A “matheuristic” powerhouse
The project team working with Karl Dörner at the Department of Business Administration of the University of Vienna is developing an innovative analysis procedure for modelling complex route planning problems on a digital drawing board. This procedure uses heuristic methods that can quickly calculate good solutions with limited information, and that can be combined with exact algorithms for the final optimising touch: “Our hybrid approach, SANSERO, first combines a special calculation method – set partitioning – with a metasearch method. Afterwards, this approach is combined with what is known as path relinking to solve multi-objective problems. Further calculations then make it possible to compare and evaluate the results”, says Karl Dörner.
Routes without routines
In a computer-based system, this hybrid approach can be used to produce minimal driving times and, simultaneously, the most heterogeneous routes possible. These are defined by the avoidance of predictable patterns. In this way, certain routes are not repeated at all, if possible, or a discernible periodicity of the repetitions is avoided. These are important criteria, particularly for applications in the field of security: “For example, different buildings must be checked at periodic intervals, and the check times and routes must always be different in order to reduce the risk of an incident”, says Dörner. Tasks involving so-called mobile routing components, where the security personnel and/or the objects or individuals to be guarded are mobile, are particularly complex to model. The SANSERO approach now makes it possible to model precisely these problem situations. A cash transporter, for instance, can avoid predictable routes and routines without forgoing the shortest possible route, thus reducing the risk of a robbery. This protects both the transported goods and the transport staff, saves personnel and fleet costs, and safeguards the environment by reducing fuel consumption and traffic volume.
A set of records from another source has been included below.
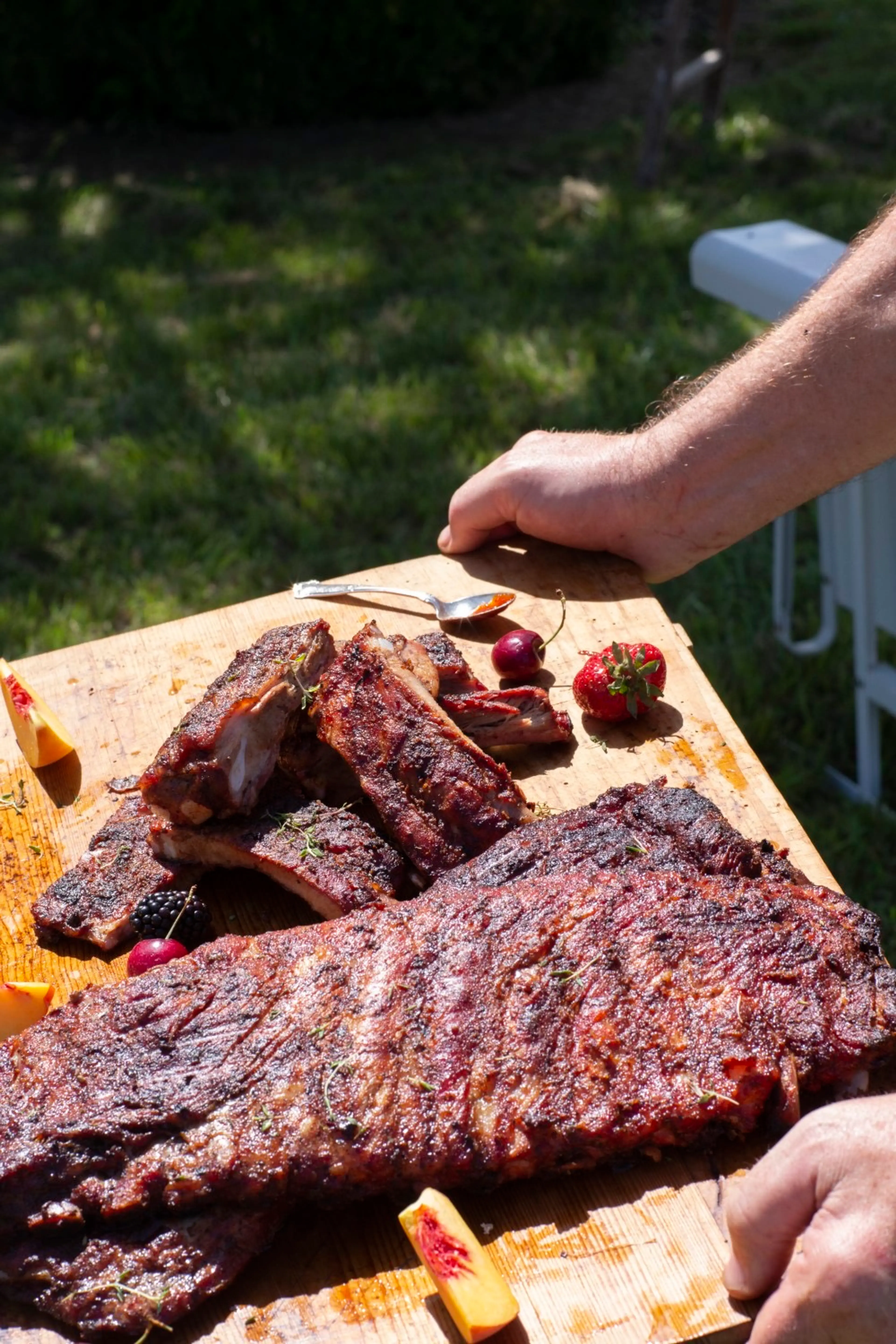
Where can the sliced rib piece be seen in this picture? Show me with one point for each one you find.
(648, 826)
(519, 716)
(328, 857)
(225, 750)
(514, 717)
(438, 794)
(480, 1036)
(96, 897)
(413, 655)
(456, 675)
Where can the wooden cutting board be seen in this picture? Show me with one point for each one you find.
(630, 1254)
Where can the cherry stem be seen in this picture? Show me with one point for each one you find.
(190, 897)
(564, 601)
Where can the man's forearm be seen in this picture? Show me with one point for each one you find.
(797, 413)
(807, 408)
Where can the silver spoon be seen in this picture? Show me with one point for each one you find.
(463, 609)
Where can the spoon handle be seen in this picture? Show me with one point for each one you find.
(314, 589)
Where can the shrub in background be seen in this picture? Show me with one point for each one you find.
(237, 62)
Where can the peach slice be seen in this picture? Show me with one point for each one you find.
(42, 737)
(22, 1003)
(479, 1300)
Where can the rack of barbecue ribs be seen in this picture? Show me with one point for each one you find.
(440, 796)
(155, 1134)
(96, 897)
(224, 752)
(434, 791)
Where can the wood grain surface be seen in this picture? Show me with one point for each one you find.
(628, 1256)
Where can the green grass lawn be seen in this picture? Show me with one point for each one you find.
(217, 382)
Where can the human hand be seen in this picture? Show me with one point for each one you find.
(601, 493)
(831, 1181)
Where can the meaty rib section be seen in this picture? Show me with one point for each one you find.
(328, 857)
(456, 675)
(94, 900)
(225, 750)
(438, 794)
(518, 716)
(644, 826)
(465, 1037)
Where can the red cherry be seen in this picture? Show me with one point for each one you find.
(520, 654)
(154, 952)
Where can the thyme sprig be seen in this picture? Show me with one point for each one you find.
(574, 972)
(122, 853)
(308, 694)
(264, 1120)
(289, 827)
(10, 800)
(707, 1095)
(340, 1068)
(120, 1287)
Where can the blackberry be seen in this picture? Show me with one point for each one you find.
(155, 916)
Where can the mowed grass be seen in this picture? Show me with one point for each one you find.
(217, 382)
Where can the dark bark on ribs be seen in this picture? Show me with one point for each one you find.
(94, 900)
(314, 767)
(647, 826)
(456, 675)
(224, 752)
(177, 1263)
(438, 794)
(328, 857)
(467, 1037)
(514, 717)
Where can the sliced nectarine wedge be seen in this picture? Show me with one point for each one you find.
(477, 1299)
(22, 1003)
(41, 736)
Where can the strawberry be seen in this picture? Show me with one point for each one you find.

To further improve the practical suitability of the system, there are also plans to create possibilities to incorporate calculations for additional ad hoc personnel requirements, for instance due to unforeseen events. Real-time data and the hands-on know-how of industry partner ÖWD Österreichischer Wachdienst security GmbH & Co KG constitute further important input for the planned test runs.
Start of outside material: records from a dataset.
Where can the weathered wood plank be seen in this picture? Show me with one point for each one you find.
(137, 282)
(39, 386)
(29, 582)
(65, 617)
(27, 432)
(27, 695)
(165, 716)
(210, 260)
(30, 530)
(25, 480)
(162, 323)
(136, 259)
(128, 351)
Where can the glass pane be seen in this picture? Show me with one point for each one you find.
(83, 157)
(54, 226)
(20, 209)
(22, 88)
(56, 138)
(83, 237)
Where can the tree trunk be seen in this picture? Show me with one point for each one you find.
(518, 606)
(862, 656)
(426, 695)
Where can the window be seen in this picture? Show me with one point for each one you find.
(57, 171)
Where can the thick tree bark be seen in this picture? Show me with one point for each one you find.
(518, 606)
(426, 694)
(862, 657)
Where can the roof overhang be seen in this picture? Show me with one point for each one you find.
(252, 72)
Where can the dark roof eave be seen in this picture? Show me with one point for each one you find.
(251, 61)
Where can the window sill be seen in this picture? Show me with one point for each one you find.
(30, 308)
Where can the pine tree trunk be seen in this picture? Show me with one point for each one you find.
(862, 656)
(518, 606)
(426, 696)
This practise-oriented basic research at the University of Vienna, with the support of the Austrian Science Fund FWF, will allow this system to be developed into a comprehensive decision-supporting planning tool for the security industry. The acquired data will thus also pave the way for exploiting their potential for commercial applications. In this way, scientific achievements will soon contribute to optimising not only business costs, but also the safety of individuals insecurity professions.
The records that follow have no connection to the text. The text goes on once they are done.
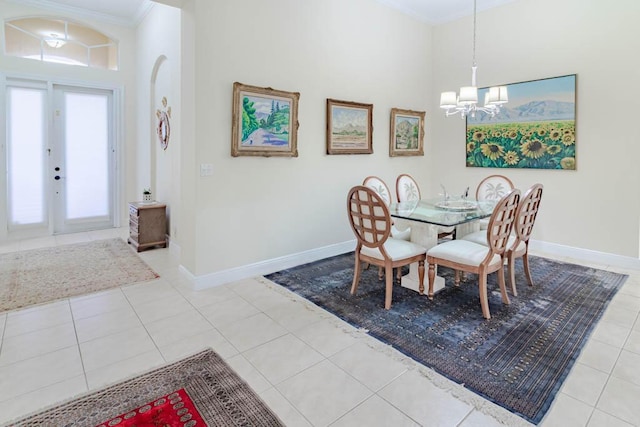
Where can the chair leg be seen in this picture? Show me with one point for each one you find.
(484, 300)
(432, 278)
(356, 276)
(512, 273)
(389, 285)
(421, 277)
(503, 285)
(527, 272)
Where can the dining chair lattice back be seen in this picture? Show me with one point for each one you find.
(525, 220)
(471, 257)
(371, 223)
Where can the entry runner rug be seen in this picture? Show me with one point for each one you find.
(42, 275)
(517, 359)
(201, 390)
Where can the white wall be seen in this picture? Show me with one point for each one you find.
(158, 67)
(254, 208)
(596, 207)
(124, 78)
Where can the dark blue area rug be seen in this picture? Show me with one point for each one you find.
(518, 359)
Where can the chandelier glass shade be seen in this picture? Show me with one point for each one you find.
(466, 102)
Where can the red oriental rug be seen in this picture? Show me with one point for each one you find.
(201, 390)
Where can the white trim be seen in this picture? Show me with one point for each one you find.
(586, 255)
(124, 21)
(276, 264)
(265, 267)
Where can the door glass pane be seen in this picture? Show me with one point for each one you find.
(26, 139)
(86, 155)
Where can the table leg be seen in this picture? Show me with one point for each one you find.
(425, 235)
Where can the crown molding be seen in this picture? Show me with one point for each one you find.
(53, 6)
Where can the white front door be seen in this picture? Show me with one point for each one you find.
(60, 150)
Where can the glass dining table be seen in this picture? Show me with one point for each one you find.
(426, 216)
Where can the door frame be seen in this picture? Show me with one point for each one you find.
(118, 180)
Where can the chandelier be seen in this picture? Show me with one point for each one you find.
(55, 41)
(467, 102)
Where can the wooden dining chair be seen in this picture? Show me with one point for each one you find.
(518, 245)
(407, 190)
(492, 187)
(371, 223)
(471, 257)
(380, 187)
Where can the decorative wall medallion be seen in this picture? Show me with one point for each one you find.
(164, 129)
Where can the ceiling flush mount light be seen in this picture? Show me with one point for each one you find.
(55, 41)
(466, 103)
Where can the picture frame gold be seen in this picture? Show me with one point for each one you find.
(406, 133)
(349, 127)
(264, 122)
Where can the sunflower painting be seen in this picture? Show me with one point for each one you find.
(536, 129)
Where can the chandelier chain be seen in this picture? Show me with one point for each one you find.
(474, 32)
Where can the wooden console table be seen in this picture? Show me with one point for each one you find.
(147, 225)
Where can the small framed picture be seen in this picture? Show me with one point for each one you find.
(406, 133)
(264, 122)
(349, 127)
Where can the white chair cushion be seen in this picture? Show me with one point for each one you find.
(462, 252)
(400, 234)
(396, 249)
(480, 237)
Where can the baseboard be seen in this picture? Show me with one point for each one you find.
(266, 267)
(276, 264)
(586, 255)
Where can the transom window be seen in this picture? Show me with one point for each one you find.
(59, 40)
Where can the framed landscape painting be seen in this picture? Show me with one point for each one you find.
(535, 129)
(264, 122)
(406, 136)
(349, 127)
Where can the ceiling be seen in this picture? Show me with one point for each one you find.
(130, 12)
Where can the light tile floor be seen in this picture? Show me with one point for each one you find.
(311, 368)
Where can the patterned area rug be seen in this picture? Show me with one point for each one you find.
(43, 275)
(197, 391)
(518, 359)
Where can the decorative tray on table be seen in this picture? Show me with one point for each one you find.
(457, 205)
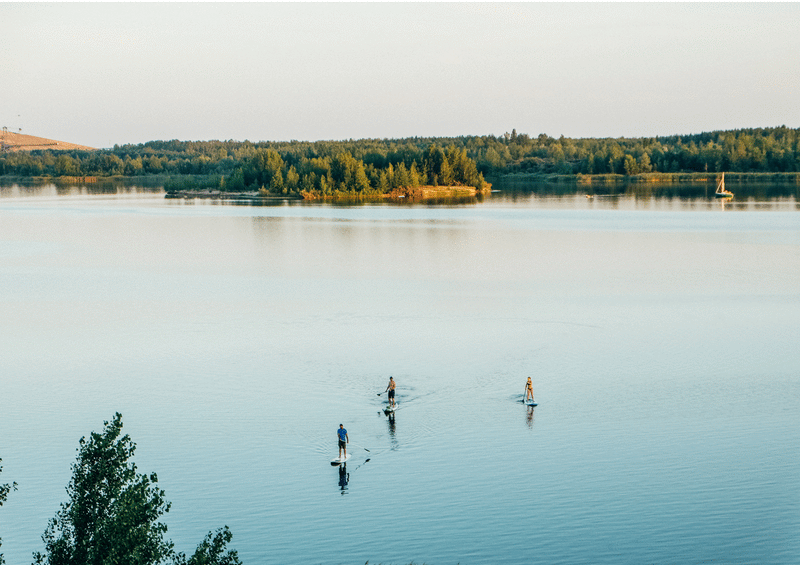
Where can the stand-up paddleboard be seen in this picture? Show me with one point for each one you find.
(339, 461)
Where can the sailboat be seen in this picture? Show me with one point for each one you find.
(722, 192)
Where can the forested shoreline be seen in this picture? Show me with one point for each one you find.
(380, 166)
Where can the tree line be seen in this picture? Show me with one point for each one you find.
(379, 165)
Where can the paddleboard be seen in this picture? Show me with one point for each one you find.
(338, 461)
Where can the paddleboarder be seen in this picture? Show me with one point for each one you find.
(529, 390)
(343, 440)
(390, 388)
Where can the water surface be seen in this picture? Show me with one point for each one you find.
(660, 333)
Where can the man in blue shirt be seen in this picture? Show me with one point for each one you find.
(343, 440)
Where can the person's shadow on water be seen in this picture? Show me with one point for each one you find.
(344, 478)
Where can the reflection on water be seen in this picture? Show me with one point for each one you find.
(529, 418)
(661, 332)
(344, 478)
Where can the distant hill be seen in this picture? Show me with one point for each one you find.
(21, 142)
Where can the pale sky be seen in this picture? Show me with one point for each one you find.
(105, 73)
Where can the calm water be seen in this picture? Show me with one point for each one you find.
(661, 335)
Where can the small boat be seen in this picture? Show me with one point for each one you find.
(722, 192)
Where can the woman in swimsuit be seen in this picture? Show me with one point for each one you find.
(529, 390)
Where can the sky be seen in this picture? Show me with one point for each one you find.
(101, 74)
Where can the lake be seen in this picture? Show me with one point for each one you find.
(661, 335)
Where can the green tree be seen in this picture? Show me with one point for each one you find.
(113, 512)
(4, 490)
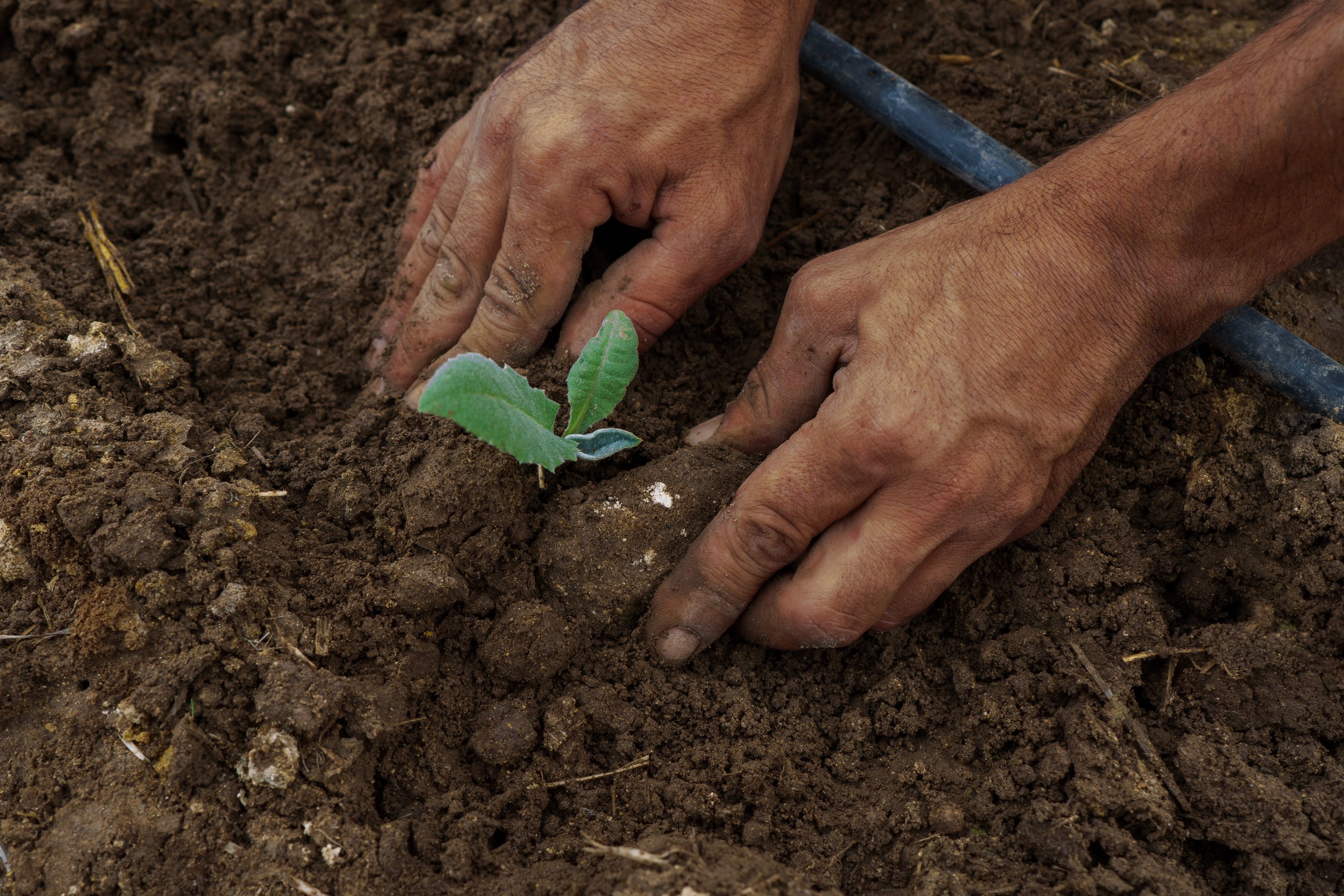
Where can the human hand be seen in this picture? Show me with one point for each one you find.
(673, 115)
(932, 393)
Karl Dörner is professor at the Department of Business Administration of the University of Vienna. Dörner is head of Production and Operations Management with International Focus. His research interests are Computational Logistics and Transportation, Supply Chain Management, Compound and Integrated Problems in Supply Chain Logistics, Metaheuristics and Hybrid Search Techniques, Multiple Objectives, Dynamic Problems and Generic Modelling.